Ariel Young, a 5-year-old girl who was injured in a car accident involving the then Kansas City Chiefs assistant coach Britt Reid, came out of the coma, according to a GoFundMe page that provided updates on the child’s condition.
The fundraiser, which is being managed by Tiffany Verhulst, the child’s aunt, said on Monday that “Ariel is awake”. The girl was seriously injured and a 4-year-old child suffered non-life-threatening injuries in the collision, reported KCTV, a CBS affiliate.
GoFundMe
The update comes more than a week since the February 4 accident involving Reid, the son of Chiefs’ head coach Andy Reid. Police said young Reid’s truck ran over a car that ran out of gas and then ran over another car that was being driven by relatives of the driver of the first car. A woman in the second car told police she got out of the vehicle and asked Reid to call 911 because she had lost her phone in the accident, according to KCTV.

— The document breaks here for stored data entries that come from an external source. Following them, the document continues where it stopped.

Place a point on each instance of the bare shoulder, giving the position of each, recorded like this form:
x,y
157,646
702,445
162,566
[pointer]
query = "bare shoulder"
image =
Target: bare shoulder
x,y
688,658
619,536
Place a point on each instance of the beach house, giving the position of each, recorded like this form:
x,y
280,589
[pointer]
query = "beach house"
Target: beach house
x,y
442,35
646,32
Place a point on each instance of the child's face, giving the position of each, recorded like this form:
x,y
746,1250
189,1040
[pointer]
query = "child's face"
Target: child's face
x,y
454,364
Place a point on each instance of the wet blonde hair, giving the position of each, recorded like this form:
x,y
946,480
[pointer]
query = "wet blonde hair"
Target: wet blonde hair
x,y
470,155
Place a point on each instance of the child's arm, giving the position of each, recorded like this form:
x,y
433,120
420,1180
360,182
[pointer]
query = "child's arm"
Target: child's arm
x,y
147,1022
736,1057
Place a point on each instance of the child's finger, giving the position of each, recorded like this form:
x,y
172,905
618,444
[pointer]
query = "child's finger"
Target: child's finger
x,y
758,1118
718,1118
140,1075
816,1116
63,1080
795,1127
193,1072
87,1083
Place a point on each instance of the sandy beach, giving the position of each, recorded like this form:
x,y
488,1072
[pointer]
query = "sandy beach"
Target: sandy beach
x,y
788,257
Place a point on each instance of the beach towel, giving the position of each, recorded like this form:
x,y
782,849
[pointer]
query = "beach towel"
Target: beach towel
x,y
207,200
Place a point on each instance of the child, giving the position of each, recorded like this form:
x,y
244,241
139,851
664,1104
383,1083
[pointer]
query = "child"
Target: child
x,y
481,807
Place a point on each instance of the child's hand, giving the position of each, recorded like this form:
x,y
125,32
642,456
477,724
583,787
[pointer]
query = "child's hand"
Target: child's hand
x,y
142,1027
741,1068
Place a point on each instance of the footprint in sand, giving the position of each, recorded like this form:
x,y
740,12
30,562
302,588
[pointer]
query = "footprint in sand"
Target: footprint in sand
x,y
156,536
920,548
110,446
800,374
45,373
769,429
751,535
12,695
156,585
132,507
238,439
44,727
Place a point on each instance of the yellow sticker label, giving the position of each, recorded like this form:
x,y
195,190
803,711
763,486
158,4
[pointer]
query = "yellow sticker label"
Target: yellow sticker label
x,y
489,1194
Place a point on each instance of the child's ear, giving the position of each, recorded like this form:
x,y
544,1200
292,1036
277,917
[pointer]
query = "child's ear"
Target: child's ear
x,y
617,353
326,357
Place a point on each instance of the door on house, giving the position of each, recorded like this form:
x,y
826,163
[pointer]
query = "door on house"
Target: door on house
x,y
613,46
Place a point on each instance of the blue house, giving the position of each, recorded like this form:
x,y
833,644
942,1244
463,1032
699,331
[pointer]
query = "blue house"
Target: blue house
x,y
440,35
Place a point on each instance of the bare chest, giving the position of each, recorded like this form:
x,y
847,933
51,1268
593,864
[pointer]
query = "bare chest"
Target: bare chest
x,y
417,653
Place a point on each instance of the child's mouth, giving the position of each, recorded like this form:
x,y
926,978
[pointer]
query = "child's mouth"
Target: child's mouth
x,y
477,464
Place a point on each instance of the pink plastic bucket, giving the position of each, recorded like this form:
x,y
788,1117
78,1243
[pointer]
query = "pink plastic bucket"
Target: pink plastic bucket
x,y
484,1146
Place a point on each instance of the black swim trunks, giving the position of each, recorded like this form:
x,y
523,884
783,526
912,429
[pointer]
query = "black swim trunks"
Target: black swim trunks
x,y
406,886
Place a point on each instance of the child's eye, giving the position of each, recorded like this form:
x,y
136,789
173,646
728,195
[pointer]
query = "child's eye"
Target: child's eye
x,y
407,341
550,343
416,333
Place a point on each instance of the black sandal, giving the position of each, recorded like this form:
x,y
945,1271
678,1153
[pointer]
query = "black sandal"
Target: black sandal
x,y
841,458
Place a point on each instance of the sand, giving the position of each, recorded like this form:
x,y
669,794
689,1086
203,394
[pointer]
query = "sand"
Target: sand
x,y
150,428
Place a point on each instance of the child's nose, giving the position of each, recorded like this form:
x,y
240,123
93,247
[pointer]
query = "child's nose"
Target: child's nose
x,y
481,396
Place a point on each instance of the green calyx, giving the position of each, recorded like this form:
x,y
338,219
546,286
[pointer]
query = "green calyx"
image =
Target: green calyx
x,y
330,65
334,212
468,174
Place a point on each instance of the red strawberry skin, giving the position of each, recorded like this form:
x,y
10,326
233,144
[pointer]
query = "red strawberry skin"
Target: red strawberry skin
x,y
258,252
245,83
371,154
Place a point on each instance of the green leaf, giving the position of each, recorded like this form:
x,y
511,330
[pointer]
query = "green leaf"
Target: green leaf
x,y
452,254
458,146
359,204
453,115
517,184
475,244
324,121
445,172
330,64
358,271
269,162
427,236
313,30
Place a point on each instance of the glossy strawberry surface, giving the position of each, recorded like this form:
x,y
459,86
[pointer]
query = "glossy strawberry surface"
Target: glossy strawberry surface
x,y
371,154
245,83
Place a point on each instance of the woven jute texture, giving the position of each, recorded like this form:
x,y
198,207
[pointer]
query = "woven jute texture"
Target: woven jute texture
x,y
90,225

Police said in a search warrant that when they arrived at the scene, Reid smelled of alcohol and his eyes were bloodshot, according to KCTV. When asked if he had drunk, a police officer said Reid told him he had drunk “2 to 3 shots,” KCTV reported.

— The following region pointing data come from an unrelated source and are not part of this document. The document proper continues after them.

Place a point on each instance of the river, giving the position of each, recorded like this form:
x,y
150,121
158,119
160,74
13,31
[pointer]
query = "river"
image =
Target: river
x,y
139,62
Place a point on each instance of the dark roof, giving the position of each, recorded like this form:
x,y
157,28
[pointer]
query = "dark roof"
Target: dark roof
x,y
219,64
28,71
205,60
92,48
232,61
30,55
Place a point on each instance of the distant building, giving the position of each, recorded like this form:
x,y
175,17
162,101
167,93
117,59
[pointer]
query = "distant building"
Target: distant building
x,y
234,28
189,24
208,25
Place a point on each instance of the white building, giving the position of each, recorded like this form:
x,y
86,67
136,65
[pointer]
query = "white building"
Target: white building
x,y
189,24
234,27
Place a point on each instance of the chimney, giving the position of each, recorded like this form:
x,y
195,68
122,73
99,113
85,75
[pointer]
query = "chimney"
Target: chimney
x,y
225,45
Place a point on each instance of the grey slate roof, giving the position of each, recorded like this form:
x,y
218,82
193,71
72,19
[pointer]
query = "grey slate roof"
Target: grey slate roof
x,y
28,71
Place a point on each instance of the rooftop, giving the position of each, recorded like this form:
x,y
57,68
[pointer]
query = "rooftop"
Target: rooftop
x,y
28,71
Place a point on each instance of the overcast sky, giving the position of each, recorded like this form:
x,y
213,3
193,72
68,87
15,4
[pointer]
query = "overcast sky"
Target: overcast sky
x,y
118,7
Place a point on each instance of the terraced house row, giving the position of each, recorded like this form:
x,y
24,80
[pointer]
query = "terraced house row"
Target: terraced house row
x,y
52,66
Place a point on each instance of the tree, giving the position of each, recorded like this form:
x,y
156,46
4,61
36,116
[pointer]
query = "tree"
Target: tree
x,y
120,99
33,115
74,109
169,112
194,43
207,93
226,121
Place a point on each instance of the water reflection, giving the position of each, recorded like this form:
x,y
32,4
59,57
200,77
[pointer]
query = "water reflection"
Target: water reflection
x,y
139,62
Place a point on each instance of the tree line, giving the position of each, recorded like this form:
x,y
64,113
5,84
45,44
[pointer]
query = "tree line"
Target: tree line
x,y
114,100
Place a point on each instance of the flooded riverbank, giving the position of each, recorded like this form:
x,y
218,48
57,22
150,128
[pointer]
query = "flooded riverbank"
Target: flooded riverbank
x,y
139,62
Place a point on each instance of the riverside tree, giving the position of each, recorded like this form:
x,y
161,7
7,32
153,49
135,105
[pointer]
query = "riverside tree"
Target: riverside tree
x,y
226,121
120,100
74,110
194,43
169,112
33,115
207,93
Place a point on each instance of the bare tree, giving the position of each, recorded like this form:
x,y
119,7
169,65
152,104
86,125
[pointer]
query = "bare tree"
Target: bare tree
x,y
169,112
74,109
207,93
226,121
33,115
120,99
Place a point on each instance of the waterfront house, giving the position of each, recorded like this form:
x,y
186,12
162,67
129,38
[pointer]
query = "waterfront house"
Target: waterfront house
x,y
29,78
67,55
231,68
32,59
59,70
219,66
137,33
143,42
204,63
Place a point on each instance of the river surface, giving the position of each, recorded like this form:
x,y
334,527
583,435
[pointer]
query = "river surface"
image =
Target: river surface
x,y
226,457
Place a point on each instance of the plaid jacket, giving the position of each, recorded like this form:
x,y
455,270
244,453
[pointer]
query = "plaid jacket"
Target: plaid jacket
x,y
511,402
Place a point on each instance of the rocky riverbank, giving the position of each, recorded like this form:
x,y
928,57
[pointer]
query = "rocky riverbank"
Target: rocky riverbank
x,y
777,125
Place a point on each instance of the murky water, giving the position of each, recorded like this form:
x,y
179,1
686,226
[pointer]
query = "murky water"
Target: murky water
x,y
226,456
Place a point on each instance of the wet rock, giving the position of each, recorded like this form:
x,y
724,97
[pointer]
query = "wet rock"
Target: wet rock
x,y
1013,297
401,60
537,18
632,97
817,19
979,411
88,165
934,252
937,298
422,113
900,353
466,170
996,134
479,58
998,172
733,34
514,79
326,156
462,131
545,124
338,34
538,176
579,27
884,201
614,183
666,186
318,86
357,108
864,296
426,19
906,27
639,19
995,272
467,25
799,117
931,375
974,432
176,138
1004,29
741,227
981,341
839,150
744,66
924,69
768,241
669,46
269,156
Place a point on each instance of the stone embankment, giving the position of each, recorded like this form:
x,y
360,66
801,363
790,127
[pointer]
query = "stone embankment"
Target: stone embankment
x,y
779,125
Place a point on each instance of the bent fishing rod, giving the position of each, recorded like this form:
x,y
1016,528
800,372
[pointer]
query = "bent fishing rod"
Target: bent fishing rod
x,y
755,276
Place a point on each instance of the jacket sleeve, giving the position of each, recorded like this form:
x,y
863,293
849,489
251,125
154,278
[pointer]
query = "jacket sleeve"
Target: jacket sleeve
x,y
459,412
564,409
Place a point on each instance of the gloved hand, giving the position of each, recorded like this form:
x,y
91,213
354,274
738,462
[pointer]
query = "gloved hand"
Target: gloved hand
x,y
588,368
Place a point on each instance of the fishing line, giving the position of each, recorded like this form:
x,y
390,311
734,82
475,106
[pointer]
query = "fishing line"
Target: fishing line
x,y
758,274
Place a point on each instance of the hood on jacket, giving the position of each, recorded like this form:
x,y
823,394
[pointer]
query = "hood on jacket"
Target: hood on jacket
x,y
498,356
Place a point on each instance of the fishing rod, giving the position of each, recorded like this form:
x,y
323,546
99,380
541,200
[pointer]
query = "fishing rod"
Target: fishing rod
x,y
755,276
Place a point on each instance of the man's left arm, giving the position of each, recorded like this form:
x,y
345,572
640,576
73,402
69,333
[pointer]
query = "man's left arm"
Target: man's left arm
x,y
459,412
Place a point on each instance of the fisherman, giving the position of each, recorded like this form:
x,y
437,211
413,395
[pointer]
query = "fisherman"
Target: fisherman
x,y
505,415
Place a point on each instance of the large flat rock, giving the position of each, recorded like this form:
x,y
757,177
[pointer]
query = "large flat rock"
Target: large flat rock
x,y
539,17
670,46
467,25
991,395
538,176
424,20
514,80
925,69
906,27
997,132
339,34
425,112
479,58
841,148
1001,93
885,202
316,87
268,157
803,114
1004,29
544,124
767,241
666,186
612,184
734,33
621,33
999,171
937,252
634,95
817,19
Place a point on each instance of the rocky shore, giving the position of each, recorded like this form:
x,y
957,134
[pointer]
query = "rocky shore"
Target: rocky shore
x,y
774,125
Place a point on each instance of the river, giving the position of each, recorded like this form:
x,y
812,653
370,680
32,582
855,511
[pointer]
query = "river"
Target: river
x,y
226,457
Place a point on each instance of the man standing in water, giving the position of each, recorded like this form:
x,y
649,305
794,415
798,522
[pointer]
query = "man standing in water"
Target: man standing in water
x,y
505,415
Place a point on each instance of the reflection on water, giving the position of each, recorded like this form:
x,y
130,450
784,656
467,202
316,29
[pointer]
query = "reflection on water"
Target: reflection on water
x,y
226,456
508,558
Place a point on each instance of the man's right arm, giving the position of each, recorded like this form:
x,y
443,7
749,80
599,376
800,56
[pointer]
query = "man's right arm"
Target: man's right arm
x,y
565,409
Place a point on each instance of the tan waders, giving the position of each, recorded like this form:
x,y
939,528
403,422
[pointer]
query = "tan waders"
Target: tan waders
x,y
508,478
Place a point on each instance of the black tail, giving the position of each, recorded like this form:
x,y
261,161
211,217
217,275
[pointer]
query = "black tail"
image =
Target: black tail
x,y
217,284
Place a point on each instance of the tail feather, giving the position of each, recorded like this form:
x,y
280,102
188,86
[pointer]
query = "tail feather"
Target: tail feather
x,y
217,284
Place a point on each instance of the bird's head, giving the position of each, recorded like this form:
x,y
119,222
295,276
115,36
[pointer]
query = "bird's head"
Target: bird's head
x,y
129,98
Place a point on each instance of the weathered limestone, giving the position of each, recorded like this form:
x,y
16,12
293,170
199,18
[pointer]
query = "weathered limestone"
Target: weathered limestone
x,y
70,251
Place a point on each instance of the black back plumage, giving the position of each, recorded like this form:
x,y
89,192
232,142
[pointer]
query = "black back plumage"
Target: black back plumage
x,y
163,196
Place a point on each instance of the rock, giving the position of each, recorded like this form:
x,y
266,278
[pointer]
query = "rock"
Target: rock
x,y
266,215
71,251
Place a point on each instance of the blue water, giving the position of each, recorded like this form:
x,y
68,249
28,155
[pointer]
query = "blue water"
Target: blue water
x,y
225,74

The accident occurred three days before the Chiefs lost to the Tampa Bay Buccaneers at the Super Bowl LV in Tampa, Florida.
Reid joined the Chiefs in 2013, the same year his father was hired as a head coach, as a defensive quality control coach. Reid has coached external linebackers for the past two seasons. After the accident, he was placed on administrative leave for the duration of his contract, which supposedly expired after the Super Bowl and now he’s no longer with the team. The team previously said in a statement that, “Our focus remains on Ariel Young and his family.”
The Reid family has dealt with legal and drug issues in the past. In 2007, a judge compared Andy Reid’s home to a “drug emporium“and called Britt Reid an” addict “after sentencing him and his brother, Garrett Reid, to prison for separate incidents. Garrett Reid died in 2012.
Jordan Freiman contributed to this report.